For the past decade, real estate developers and economists alike have grappled with a big conundrum: When will the experience-obsessed, high-saving, late-to-marry millennials purchase homes — if ever? If you’re in the housing business, this question is first and foremost on your mind — or at least it should be. Because one of the largest generations in American history has very different housing preferences — and spending capacity — than their parents did.

Getting to the answer requires as much social analysis as economic.

The homeownership rate for the first quarter of 2019 was 64.2%, unchanged from a year ago and down 0.6% from the prior quarter, according to data from the U.S. Census Bureau. As we contemplate what the U.S. housing market will look like going forward, it is imperative to consider the demographic profile of the country.

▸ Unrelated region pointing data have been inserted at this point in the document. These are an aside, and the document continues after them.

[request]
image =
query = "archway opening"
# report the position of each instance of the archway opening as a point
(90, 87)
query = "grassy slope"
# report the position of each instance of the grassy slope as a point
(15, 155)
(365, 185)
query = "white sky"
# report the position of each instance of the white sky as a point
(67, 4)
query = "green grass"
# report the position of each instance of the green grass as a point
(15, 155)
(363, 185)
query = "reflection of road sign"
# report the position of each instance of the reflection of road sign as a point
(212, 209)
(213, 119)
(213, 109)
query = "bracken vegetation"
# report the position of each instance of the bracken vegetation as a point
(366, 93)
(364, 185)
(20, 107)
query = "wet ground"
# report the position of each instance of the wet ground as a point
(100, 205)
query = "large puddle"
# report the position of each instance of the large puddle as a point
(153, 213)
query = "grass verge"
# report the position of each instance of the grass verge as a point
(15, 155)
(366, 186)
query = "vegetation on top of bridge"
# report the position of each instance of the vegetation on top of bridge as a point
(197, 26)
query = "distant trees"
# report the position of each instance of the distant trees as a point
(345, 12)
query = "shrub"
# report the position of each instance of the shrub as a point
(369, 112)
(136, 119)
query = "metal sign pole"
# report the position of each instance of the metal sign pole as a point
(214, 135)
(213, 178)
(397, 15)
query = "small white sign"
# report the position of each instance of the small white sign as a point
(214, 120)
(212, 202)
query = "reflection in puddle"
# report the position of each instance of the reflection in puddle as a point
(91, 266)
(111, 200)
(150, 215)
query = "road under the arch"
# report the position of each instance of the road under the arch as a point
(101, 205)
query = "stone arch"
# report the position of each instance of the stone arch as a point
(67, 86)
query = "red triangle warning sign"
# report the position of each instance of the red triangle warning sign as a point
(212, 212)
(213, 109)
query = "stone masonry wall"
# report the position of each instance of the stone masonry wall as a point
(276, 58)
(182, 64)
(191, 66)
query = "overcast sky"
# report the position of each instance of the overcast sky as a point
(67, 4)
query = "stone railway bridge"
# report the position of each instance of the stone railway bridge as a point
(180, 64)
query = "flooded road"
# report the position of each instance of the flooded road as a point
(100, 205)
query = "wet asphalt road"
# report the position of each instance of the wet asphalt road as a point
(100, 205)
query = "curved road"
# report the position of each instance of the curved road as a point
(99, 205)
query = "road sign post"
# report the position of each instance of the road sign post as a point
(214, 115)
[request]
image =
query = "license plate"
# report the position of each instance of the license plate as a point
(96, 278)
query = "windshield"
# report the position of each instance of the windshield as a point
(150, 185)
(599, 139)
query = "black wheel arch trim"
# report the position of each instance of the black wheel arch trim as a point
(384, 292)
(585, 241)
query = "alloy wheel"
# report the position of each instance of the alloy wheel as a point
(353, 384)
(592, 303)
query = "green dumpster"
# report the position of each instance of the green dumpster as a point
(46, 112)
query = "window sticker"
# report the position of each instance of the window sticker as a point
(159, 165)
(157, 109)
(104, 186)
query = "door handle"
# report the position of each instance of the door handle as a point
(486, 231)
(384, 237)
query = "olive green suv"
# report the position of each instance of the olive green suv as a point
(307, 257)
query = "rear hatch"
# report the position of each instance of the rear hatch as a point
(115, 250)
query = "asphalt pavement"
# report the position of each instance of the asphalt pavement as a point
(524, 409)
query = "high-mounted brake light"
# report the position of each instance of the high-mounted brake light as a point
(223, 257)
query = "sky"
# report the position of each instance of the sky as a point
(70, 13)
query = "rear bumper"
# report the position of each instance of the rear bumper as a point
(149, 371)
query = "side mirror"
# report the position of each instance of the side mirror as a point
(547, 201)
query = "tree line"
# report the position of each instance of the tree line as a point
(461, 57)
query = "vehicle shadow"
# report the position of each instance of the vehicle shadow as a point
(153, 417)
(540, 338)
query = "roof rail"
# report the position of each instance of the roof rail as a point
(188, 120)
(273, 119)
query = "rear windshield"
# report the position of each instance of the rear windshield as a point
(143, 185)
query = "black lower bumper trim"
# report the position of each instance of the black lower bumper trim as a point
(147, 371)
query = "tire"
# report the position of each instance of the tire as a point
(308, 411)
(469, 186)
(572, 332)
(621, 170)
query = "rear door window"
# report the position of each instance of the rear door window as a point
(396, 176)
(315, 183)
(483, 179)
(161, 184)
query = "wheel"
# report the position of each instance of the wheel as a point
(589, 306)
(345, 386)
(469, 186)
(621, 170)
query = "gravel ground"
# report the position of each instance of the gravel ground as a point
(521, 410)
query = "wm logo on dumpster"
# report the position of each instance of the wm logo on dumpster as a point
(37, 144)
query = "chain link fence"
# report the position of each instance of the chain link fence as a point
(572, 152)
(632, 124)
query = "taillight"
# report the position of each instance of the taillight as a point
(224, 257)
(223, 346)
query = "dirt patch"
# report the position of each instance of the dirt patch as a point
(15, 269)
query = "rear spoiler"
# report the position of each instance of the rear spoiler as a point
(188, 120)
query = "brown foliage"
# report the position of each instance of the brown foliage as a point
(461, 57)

The eldest of the 74 million millennials are entering their 38th year. This cohort constitutes the largest share of U.S. homebuyers at 37%. Of this figure, the majority are first-time homebuyers, according to the National Association of Realtors 2018 “Home Buyer and Seller Generational Trends” report. The aging of this cohort into peak consumption age of 35-44 should logically create a demand tailwind for the housing industry for the next 5-15 years. However, there are several persistent headwinds that impede their buying power. In fact, despite record low interest rates, the homeownership rate among those under age 35 fell 1.1% during this year’s first quarter, reversing the 2018 increase.

Strict borrower qualifications and high student debt have prevented many millennials from transitioning from renters to homeowners. At the same time, lean supply has driven home prices significantly higher as wages have remained stagnant. Housing starts were down 14.2% from their March 2018 rate, and building permits fell 7.8% year over year. With household formation outpacing housing starts, there is reason to assume further appreciation of existing housing stock. That said, there was an annualized increase of 458,000 in renter households last month, with just 337,000 starts year over year — suggesting that renting will not get any less expensive versus owning any time soon.

Home values have already appreciated roughly 50% since 2012, with many of the historically affordable markets posting more dramatic increases through December 2018. According to Zillow, previously affordable markets like Denver (+90%), Atlanta (+84%,) Nashville (+78%), and Dallas (+76%) have seen home prices appreciate faster than incomes, with national nominal wage growth of just 18.6% over the same period. The affordability problem continues to plague millennials in particular, as high land and labor costs are forcing builders to build large homes that price first-time buyers out of the market. According to a study from Realtor.com, millennial homebuyers have a lower median purchase price ($238,000) compared to baby boomers ($264,000) and Gen X buyers ($289,000). So even as the millennial generation enters their prime homebuying years by historical standards, the type, size and price of the majority of homes constructed homes leave many would-be purchasers in the rental market.

So those of us who need to anticipate the demand for housing three to five years out (and whether that housing must target renters, buyers, and at what price) are left scratching our heads. Will the millennial renter trend ever subside?

The reality is that millennials will purchase homes — but they will do so in the same way our generation does everything: on our own terms. This is because the average millennial gets married at the age of 29. That’s nearly a decade later than their parents did. With singles less likely to own homes than married couples, it is not surprising that the majority of the cohort has spent the last 10 years renting. The average millennials today are in their early thirties, and have been married for two to three years. Those not overly burdened with student debt have saved together and are starting to have children. Make no mistake about it: Millennials will dive into the single-family home market — and they will transform it.

These buyers are going to want smart homes, smaller spaces that are well appointed and innovative builder/community maintenance options so they can focus on things more important than yard work (after all, this is the generation tasked with finding the answers to climate change, water shortages, income inequality, wars, mass violence, animal abuse and every kind of intolerance). So for those real estate professionals out there lamenting the death of the American Dream, hit the brakes on your Tesla. It’s alive and well; it’s just been asleep for a decade.

And if you’re wondering what will happen to the apartment supply that has been constructed during the past decade, the generation behind millennials is quickly making its foray into the workforce. Born between 1995 and 2010, Gen Z, represents the largest share of the U.S. population (27%) and is the most ethnically diverse by far. In the last nine years since the start of the housing recovery, student debt has more than doubled. Even more so than millennials, this generation has been plagued by massive debt and is delaying marriage. So all those shiny new apartments aren’t going to sit vacant anytime soon.